TSX Sharply Lower

Setback for Trudeau Liberals

Canada's main stock index opened lower on Tuesday, weighed down by escalating trade tensions between the United States and China.

The S&P/TSX Composite Index tumbled 91.37 points to open Tuesday at 16,292.26

The Canadian dollar surrendered 0.43 cents to 75.32 cents U.S.

Credit Suisse raised the price target on Baytex Energy to $5.50 from $4.50. Baytex shares gained eight cents, or 1.8%, to $4.55.

Desjardins raised the target price on Terago Inc. to $6.00 from $5.75. Terago shares were static at $6.05.

The Trudeau Liberals suffered a setback on Monday when they lost a parliamentary seat in Quebec, where party officials say they need to pick up support to bolster their chances of retaining power in 2019.


The TSX Venture Exchange slid 1.95 points to 750.29

All but three of the 12 TSX subgroups were to the downside, with materials plummeting 1.2%, consumer discretionary stocks off 1.1%, and industrials sliding 1%.

The three gainers were health-care, surging 1.2%, utilities, better by 0.2%, and gold, up 0.1%.


Stocks fell sharply on Tuesday after President Donald Trump's latest threat to China increased fears of an impending trade war between the world's largest economies.

The Dow Jones Industrials dropped 380.87 points, or 1.5%, to 24,606.60, with Boeing, DowDuPont and Caterpillar as the worst-performing stocks in the index. The 30-stock index also erased all of its gains for the year.

The S&P 500 lost 26.34 points, or 1%, to 2,747.41, with materials, industrials and tech all falling more than 1%.

The NASDAQ sank 90.54 points, or 1.2%, to 7,656.48

Shares of some of the biggest chipmakers fell given their large exposure to China.
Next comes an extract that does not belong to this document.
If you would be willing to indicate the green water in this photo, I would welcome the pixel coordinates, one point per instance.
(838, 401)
Qualcomm and Nvidia both dropped at least 1.5%. On average, semiconductor and semiconductor equipment companies get 52% of their revenue from China, according to a recent report from Morgan Stanley.

Ford Motor, which also does a large amount of business in China, saw its stock pull back about 2.2%. Meanwhile, Caterpillar and Boeing— considered two bellwethers for trade tensions on Wall Street —both dropped at least 3.5%.

Trump asked the United States Trade Representative to identify $200 billion worth of Chinese goods for additional tariffs, at a rate of 10%. If China "refuses to change its practices" and insists on continuing with the new tariffs it recently declared, then the additional levies would be imposed on Beijing, Trump said Monday night.

Soon after, the Chinese Commerce Ministry issued a response, stating that the latest threat of more tariffs violates previous negotiations and consensus reached between both the U.S. and China. "The United States has initiated a trade war that violates market laws and is not in accordance with current global development trends," the ministry said.

Prices for the benchmark for the 10-year U.S. Treasury gained, lowering yields to 2.88% from Monday’s 2.92%. Treasury prices and yields move in opposite directions.

Oil prices slid 53 cents to $65.32 U.S. a barrel.

Gold prices lost $2.60 at $1,277.50 U.S. an ounce.